There are many reasons why I think church marketing sucks, and I'll probably delve into that topic later... I'm continually frustrated that the church is not the hub of creative activity...

Friday, December 19, 2008

Obama and Warren

Barack Obama recently announced that Pastor Rick Warren from the Saddleback Church in California will give the invocation at his inauguration. This announcement has been met with much criticism from the left and right. I've heard Warren called a hate monger because of his views on homosexual marriage, and an inappropriate pick to give the invocation at one of the most historic moments in our history.

While I certainly don't agree with everything that Warren says or believes, I do agre with Obama on his statement that we need to have a variety of views present at the inauguration. He has defended his pick, saying that Warren represents views that differ from his own, but in those differences America's greatness is represented. We are a country of multiple belief strains, having Warren at his inauguration represents something that I love about Obama, his willingness to have a variety of views represented.

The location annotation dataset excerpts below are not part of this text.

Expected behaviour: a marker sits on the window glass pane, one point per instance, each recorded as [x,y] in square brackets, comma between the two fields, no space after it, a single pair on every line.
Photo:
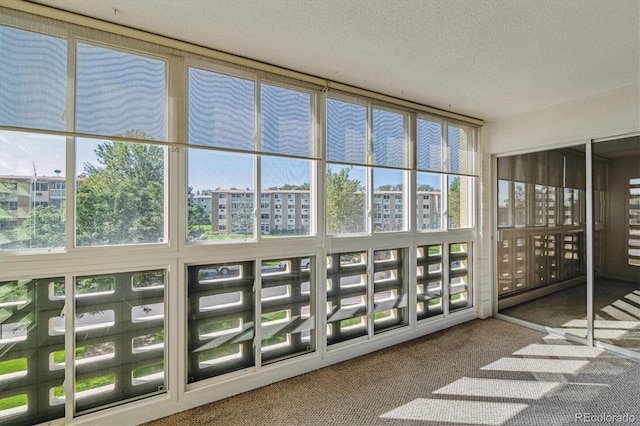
[388,200]
[633,230]
[33,87]
[389,288]
[430,145]
[119,93]
[29,347]
[346,296]
[460,202]
[461,149]
[221,319]
[285,117]
[459,276]
[428,201]
[287,319]
[389,145]
[540,206]
[551,202]
[346,209]
[221,110]
[119,338]
[119,193]
[32,191]
[346,132]
[228,179]
[285,199]
[429,281]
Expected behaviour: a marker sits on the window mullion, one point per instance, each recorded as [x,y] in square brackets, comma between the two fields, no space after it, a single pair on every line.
[70,116]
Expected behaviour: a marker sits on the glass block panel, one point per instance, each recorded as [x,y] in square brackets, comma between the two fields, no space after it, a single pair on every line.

I'm hopeful that Obama will continue this practice throughout his presidency. I'm hopeful that he will lead from a centrist position in the White House. And I also think that many Christians could learn a thing or two from this encounter. Our differences, while they are important to us, are not what should divide us. Conversation amongst people of faith is a good thing. Not so that we may be swayed to another position, but rather so that we are able to hear the viewpoint of the other. So that we can understand the perspective of our brother next to us. And some times, it may be ok for us to be friends even if our belief systems don't match up like a connection on eharmony.